富士フイルムは7日、国立がん研究センター(東京・中央)と次世代がん治療の共同研究を始めると発表した。富士フイルムががん細胞に結びつく「ペプチド」と呼ばれる物質を開発し、国立がんセンターがもつ化合物と結びつける。新たな治療技術の確立をめざす。
ペプチドは複数のアミノ酸がつながった化合物をいう。輪っかの形につないで体内での安定性を高めた「環状ペプチド」と呼ばれる状態にすることで、がん治療などに応用できる。国内ではバイオ企業のペプチドリームなどが、同手法の創薬に取り組んでいる。
富士フイルムは、がん細胞に強固に結びつく環状ペプチドをつくる独自技術を社内でもつ。一方の国立がんセンターは、がん細胞を自滅させられる「アンチセンス核酸」と呼ばれる化合物の設計技術を有する。

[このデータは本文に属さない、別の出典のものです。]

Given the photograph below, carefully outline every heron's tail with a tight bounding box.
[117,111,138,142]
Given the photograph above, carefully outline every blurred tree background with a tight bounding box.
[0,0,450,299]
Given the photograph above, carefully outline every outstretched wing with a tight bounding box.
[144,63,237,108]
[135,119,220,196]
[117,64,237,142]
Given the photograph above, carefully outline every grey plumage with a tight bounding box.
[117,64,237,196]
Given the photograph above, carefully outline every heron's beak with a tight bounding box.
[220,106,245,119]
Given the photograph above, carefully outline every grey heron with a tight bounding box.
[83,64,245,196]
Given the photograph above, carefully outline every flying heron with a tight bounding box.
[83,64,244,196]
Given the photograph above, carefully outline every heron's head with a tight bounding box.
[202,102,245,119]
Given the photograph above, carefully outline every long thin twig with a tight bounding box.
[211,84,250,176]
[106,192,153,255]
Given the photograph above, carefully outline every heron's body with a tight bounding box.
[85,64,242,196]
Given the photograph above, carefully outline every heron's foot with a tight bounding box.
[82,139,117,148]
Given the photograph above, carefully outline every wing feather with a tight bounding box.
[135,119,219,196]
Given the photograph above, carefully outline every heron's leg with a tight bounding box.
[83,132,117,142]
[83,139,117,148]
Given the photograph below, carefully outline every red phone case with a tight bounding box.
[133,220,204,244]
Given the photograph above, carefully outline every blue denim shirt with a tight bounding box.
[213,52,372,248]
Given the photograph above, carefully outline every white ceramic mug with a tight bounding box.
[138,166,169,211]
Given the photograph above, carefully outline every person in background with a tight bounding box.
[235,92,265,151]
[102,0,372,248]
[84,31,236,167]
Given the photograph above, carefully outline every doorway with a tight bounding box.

富士フイルムの環状ペプチドでがん細胞までアンチセンス核酸を運ぶことで、高い治療効果を得られると見込む。
共同研究は富士フイルムの神奈川県開成町の研究開発拠点で行う。
富士フイルムは製薬会社の初期段階の創薬を支援する医薬品開発業務受託機関(CRO)事業を手がける。国立がんセンターと組んでノウハウを蓄積することで、製薬会社が求めるペプチドを設計するサービスの成長につなげる。